Но при самом начале этой карьеры все надежды Кузьмы Егорыча были неожиданно и мгновенно разрушены совершенно новыми веяниями времени "после войны!" Ни одно из подававших блестящие надежды качеств Кузьмы Егорыча не оказывалось нужным… "Дело нужно, милостивый государь, а не подшивание бумаг! Слышите ли? Дело-с!.." — пропагандировало начальство, уничтожившее значение иглы с ниткой… "Ты, свинья этакая, — пропагандировал Кузьме Егорычу его товарищ в трактире за чаем, где умели прежде шопотом толковать "о делишках": — ты, свинья этакая, не делу служишь, а лицам! Убирайся и пьянствуй один!.." Как это? Зачем это все пришло? Чем он виноват?.. Кузьма Егорыч был запутан кругом… С одной стороны слышалось: "честь нужна, честь…", с другой — "совесть", "благо". Кузьма Егорыч только повертывался, совершенно убитый, и с умоляющими глазами лепетал то направо, то налево: "Честь? Ты говоришь, честь? Ваня! Что ж я… голубчик! Совесть! Опять… Петр Иваныч, отец, разве я? Господи!" Но ниоткуда не было ни пощады, ни милосердия. На Кузьму Егорыча налетели такие понятия, которые вовсе в ходу не были: он был прав, он не успел приготовиться, но его, невинного, затирала льдина времени. Я видел его однажды в жалчайшем виде: он стоял в соборе в темном уголке, положив кисти обеих рук на набалдашник палки, и, закинув голову назад, как бы в исступлении отчаяния пел вслед за хором: "конец приближается!..", и слезы дрожали в его голосе…
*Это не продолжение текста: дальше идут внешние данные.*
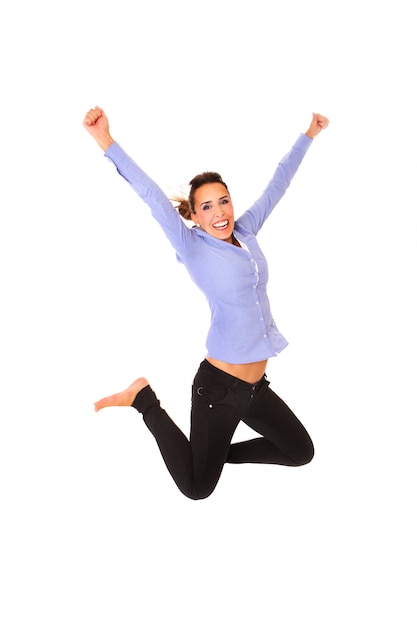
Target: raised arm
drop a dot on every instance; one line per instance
(162, 209)
(254, 218)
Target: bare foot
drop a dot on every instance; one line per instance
(124, 398)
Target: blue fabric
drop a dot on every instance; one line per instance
(234, 280)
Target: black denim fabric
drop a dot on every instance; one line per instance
(219, 402)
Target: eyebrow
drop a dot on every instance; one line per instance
(210, 201)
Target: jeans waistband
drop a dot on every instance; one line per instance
(228, 379)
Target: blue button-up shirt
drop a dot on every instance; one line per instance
(234, 280)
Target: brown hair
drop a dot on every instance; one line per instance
(185, 206)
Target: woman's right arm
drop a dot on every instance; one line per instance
(97, 125)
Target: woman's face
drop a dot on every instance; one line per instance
(214, 211)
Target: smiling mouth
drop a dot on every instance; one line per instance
(221, 225)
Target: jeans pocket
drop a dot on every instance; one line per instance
(210, 394)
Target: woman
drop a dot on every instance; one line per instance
(223, 258)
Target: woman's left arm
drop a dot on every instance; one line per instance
(254, 217)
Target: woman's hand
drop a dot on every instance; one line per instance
(318, 123)
(97, 124)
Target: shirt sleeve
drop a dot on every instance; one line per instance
(161, 207)
(256, 215)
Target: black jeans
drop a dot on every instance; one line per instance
(219, 402)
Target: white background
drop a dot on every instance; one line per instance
(93, 529)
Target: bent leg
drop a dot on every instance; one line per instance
(195, 464)
(284, 439)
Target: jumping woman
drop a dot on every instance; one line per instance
(224, 260)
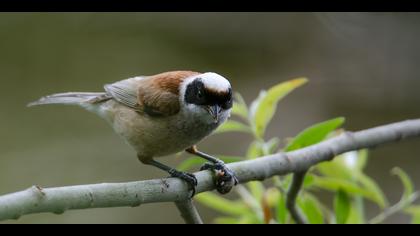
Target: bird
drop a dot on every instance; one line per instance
(162, 114)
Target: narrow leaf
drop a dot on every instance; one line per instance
(314, 134)
(266, 107)
(405, 180)
(341, 206)
(311, 207)
(239, 106)
(233, 126)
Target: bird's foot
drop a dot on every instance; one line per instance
(187, 177)
(225, 177)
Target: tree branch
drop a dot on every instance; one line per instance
(188, 212)
(58, 200)
(292, 195)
После того как полицейский поймал его на площади, куда он выбежал в одном белье, будучи в белой горячке, — после этого случая я не видал его до настоящего времени.

Недавно я опять его встретил.

Он только что приехал из Польши. Поглядите на него, запоет ли он теперь "конец приближается". Едва ли. Он здоров, полон, весел… Он не терзается ничем; убеждения его прочны и сложились вполне, например хоть бы по части женского пола: всякая женщина, девушка — для него каналья и шельма. "Знаю я вас, шельмовок, — говорит он при виде чуть не годовалой девочки. — Я в Польше… Канальи!" "Знаю я эти земства, мошенники, канальи…" "Я вот тебе дам протест!" "Я из тебя вышибу литературу! — думал он, потихоньку присватываясь к одной девушке, читавшей корректуру губернских ведомостей: — Я знаю, что у тебя на уме-то!.. Все вы шельмы…" А между тем этот человек делает одно из самых новых дел, отлично зная, что этому новому делу нет никакой надобности быть связану с личной жизнью. Какова же эта личная жизнь? — Дома он ходит в одной рубашке, не стыдясь никого и ничего. Он заплатил. В разговорах его чрез каждое слово — пять слов непечатных; прислуга улыбается на эти слова, и Кузьма Егорыч знает даже, что она довольна, потому что "все они подлецы" и "заплачено". Те из его слов "дома", которые можно бы печатать, относятся к водке и закуске; водку он уничтожает, пользуясь правом полной свободы. Рожа у него, когда он дома, постоянно цветет, как пион. Наевшись, напившись, он мечтает жениться на "шестнадцатилетней", чтобы она была "совершенный ребенок"; а пока еще этот вопрос не решен (много еще их, каналий, есть, успею!), Кузьма Егорыч беседует в своей квартире с привозными дамами, любезничая непечатными словами, потому что "заплачено".